Constantin-Teodosiu et al. also interpret our VPDH/VTCA flux measurements in DKO mice to indicate protection from HFD-induced muscle insulin resistance. However, our observation that VPDH/VTCA was similarly increased in DKO mice on regular chow (figure 1b of ref. 2) and an HFD (figure S4a of ref. 2) is consistent with the nature of our genetic model, which produced dephosphorylated, constitutively activated PDH that was insensitive to normal modifiers of PDH activity. Importantly, DKO mice displayed marked muscle insulin resistance despite large increases in muscle VPDH/VTCA flux compared with WT controls, indicating that glucose oxidation plays a relatively minor role in insulin-stimulated muscle glucose metabolism.

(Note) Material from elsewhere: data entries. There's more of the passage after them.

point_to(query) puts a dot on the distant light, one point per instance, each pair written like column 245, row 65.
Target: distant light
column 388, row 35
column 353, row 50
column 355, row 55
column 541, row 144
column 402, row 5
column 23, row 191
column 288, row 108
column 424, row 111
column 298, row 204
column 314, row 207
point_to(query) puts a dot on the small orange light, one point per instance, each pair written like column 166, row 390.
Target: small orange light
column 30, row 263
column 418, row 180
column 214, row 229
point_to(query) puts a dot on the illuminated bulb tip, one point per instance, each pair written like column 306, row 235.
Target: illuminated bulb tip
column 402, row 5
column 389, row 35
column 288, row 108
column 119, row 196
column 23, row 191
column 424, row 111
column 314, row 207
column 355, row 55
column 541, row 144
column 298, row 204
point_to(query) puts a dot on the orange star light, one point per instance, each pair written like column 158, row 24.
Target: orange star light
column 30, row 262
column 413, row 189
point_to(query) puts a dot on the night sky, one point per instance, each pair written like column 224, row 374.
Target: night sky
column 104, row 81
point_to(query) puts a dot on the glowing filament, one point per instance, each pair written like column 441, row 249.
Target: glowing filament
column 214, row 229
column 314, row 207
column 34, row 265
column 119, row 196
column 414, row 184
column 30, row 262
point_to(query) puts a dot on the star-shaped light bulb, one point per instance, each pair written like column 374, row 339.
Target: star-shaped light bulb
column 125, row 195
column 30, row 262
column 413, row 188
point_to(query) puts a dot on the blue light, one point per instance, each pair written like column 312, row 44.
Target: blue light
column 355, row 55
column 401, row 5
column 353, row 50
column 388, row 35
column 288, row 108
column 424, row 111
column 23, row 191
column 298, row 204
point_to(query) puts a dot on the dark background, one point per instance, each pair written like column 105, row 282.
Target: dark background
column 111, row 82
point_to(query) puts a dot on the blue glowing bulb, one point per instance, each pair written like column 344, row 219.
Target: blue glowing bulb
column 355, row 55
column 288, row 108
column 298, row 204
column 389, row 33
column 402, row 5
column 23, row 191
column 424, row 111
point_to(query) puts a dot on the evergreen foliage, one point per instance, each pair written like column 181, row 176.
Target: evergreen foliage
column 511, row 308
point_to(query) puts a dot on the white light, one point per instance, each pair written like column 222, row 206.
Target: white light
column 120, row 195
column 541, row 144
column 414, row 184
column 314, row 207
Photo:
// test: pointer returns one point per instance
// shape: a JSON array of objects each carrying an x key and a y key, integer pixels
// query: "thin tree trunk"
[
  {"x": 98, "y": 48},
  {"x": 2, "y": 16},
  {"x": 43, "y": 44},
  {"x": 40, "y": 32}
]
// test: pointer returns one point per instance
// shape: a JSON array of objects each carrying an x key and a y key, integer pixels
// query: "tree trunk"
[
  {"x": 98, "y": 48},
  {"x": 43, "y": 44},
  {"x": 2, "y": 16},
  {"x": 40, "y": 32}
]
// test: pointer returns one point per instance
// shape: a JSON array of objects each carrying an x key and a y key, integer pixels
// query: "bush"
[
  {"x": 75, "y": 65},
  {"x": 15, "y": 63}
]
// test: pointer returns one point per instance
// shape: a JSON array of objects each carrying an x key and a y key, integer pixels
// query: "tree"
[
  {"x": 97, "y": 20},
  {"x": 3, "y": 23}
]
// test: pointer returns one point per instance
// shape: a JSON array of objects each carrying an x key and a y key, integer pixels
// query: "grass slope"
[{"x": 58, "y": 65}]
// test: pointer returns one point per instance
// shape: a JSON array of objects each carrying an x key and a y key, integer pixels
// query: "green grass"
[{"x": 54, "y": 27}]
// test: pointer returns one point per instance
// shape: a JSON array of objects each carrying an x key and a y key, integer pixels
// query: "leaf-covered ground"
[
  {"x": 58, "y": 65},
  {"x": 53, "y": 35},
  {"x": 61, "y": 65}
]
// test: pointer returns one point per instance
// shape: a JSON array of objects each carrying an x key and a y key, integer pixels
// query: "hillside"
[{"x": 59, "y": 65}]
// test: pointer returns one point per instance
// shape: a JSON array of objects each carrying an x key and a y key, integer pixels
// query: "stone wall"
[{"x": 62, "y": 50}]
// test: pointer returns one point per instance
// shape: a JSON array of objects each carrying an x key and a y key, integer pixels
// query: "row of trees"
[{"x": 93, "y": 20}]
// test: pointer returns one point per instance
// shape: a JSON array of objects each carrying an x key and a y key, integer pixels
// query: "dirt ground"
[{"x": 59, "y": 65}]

Constantin-Teodosiu et al. also suggest that the Randle glucose-fatty acid cycle, in which metabolites of fatty acid oxidation accumulate and inhibit glucose oxidation, is a viable model for lipid-induced insulin resistance in muscle. However, a substantial body of evidence indicates that the Randle hypothesis does not account for lipid-induced insulin resistance in human skeletal muscle (3). For example, a key prediction of the Randle hypothesis is that allosteric inhibition of phosphofructokinase-1 will cause buildup of its substrate, glucose-6-phosphate, and subsequent inhibition of hexokinase. However, intramyocellular glucose-6-phosphate and intramyocellular glucose concentrations are both decreased in humans with lipid-induced muscle insulin resistance, which is inconsistent with this hypothesis (4). Instead, these results imply that the defect in insulin-stimulated muscle glucose utilization under these conditions is secondary to impaired insulin-stimulated glucose transport activity, which will lead to blunted insulin stimulation of VPDH/VTCA flux as observed in the WT mice used in our study (compare figure 1b, black bars, and figure S4a, black bars, of ref. 2).
Finally, the PDH activators listed by Constantin-Teodosiu et al., exercise and dichloroacetate, exert protean physiological effects (5, 6) that render specific effects on relative PDH flux in skeletal muscle difficult to parse. Although the ultimate test of the therapeutic potential of PDH activators will of course be clinical trials of such agents, we maintain that the muscle insulin resistance observed in DKO mice fed a regular chow diet suggests that PDH activation will not be a viable therapeutic approach for type 2 diabetes.
Footnotes
The authors declare no conflict of interest.